5. Blocking the lectin pathway (using anti‑MBL antibodies or MASP‑2 inhibitors) will phenocopy the benefits of mitophagy enhancement, confirming the pathway’s central role.

Experimental Approach

• EV isolation: Collect vitreous and sub‑RPE fluid from young (3 mo) and aged (18 mo) WT mice; characterize EV size, mtDNA content (qPCR for oxidative lesions), and oxidized mtDNA immunostaining (8‑OG).
• Complement activation assays: Stain retinal sections for MBL, MASP‑2, C3b, and MAC (C5b‑9); quantify colocalization with EV markers (CD63, TOMM20).
• Mitophagy modulation: Treat aged mice with Urolithin A (10 mg/kg/day) or vehicle for 3 months; include genetic models with RPE‑specific PINK1 overexpression.
• Outcome measures: Assess retinal thickness (OCT), ERG b‑wave amplitudes, oxidative stress (4‑HNE, MitoSOX), autophagy markers (LC3B‑II/I, p62), and functional vision (optomotor tracking).
• Controls: Use C3‑deficient and CFH⁻/⁻ mice to dissect dependency on C3 and regulation; apply anti‑MBL or MASP‑2 inhibitor to test lectin‑pathway necessity.

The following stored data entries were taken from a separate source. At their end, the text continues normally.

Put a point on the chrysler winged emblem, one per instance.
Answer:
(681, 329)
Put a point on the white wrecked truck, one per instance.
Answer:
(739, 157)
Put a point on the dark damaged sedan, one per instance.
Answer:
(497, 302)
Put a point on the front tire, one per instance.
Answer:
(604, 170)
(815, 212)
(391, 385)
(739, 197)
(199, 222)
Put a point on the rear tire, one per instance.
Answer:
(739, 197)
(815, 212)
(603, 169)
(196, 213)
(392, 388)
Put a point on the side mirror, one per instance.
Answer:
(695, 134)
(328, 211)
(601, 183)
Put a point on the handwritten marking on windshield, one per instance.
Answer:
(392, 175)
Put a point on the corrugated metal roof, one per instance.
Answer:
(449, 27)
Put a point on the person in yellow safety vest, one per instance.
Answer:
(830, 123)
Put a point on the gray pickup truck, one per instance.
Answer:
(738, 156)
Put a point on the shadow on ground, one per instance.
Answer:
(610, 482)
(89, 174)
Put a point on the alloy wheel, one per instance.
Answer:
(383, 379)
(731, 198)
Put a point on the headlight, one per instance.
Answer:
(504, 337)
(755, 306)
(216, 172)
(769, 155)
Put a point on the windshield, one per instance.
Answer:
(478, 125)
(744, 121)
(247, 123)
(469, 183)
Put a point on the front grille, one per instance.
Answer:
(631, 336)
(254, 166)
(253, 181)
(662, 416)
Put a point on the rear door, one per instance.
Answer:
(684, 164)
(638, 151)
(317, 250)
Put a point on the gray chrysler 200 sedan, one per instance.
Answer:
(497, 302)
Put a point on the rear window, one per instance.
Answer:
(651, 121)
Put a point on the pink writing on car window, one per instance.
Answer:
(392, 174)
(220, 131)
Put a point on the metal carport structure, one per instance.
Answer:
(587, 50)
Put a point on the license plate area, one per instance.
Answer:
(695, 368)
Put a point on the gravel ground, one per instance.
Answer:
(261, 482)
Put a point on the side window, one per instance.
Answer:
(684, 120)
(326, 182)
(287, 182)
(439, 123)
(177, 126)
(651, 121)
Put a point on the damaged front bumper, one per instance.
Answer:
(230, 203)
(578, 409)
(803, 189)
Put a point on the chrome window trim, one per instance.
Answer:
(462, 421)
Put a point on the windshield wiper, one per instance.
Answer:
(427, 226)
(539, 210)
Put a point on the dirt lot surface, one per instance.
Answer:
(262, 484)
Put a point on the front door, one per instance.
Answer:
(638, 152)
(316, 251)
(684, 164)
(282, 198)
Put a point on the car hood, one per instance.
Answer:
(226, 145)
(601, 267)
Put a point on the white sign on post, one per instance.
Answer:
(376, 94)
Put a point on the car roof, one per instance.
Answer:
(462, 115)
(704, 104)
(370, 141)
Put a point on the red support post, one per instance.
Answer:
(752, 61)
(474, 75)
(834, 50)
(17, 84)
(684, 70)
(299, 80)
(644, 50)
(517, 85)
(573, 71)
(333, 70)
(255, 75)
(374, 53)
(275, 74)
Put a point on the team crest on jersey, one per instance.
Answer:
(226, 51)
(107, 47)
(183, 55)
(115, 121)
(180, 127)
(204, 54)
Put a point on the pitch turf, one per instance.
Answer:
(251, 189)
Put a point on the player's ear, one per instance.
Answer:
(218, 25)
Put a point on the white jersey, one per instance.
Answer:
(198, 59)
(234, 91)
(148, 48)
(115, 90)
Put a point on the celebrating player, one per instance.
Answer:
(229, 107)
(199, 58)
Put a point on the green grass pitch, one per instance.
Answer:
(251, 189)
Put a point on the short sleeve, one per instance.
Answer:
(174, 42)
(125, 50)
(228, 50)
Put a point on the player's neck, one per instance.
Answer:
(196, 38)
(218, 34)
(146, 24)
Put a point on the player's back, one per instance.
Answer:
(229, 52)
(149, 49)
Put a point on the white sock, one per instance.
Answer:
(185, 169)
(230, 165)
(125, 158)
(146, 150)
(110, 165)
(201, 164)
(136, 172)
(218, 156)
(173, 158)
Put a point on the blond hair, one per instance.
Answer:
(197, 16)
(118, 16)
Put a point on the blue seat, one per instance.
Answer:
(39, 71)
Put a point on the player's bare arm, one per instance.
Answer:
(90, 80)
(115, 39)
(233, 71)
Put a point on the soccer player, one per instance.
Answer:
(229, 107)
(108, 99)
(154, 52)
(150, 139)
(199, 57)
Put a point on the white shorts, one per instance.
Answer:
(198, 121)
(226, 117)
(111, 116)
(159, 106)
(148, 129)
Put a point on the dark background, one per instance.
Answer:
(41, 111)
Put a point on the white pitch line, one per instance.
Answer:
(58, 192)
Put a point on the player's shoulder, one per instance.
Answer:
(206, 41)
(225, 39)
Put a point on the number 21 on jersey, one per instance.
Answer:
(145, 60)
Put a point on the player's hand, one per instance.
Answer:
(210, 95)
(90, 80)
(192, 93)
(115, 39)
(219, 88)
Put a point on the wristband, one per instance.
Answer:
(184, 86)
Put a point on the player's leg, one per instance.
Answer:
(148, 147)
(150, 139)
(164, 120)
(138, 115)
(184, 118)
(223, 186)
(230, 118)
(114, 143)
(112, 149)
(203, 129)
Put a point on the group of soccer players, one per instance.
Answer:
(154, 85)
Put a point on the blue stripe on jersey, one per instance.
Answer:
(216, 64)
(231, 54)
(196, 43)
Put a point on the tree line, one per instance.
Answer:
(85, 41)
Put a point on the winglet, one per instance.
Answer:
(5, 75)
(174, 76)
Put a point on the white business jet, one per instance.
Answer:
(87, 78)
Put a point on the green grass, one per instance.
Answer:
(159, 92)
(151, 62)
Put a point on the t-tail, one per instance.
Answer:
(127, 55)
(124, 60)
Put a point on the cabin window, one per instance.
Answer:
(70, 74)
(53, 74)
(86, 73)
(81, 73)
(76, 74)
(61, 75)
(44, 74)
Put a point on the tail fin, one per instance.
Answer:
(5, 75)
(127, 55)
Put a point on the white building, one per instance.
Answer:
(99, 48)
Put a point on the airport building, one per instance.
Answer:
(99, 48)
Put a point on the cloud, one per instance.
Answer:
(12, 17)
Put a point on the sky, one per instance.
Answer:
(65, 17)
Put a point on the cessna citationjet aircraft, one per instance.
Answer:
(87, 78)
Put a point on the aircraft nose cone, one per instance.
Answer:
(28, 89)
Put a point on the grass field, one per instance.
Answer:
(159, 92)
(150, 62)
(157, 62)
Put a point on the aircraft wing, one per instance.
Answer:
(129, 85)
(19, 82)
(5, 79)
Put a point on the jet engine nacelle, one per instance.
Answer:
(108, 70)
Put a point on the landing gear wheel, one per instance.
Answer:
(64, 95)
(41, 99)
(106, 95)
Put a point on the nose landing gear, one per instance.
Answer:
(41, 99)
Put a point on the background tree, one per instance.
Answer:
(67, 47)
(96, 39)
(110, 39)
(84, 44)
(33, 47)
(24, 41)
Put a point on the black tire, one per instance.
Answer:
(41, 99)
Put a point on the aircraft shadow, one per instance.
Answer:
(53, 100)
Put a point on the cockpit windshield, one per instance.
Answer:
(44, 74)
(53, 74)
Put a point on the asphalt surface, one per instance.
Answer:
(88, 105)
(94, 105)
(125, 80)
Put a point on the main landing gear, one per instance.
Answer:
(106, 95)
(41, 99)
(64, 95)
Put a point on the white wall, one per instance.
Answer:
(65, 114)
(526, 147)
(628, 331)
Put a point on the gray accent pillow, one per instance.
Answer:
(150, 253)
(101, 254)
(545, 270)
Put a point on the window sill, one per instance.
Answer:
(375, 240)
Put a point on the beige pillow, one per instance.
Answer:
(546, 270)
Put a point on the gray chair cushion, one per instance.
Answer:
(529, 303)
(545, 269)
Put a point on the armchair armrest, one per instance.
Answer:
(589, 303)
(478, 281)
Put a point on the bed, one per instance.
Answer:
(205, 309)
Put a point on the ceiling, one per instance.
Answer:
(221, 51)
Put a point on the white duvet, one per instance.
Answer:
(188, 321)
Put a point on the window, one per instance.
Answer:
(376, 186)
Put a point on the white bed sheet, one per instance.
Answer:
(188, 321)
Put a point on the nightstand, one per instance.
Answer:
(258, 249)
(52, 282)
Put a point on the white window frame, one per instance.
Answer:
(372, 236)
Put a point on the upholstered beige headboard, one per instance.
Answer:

If mitophagy enhancement reduces EV‑driven lectin complement activation, lowers C3 deposition and MAC, yet preserves C3‑dependent opsonization and improves retinal health, the hypothesis will be supported. Conversely, if EV levels remain high or complement activation persists despite mitophagy boost, the hypothesis will be refuted, prompting exploration of alternative DAMPs or activation routes.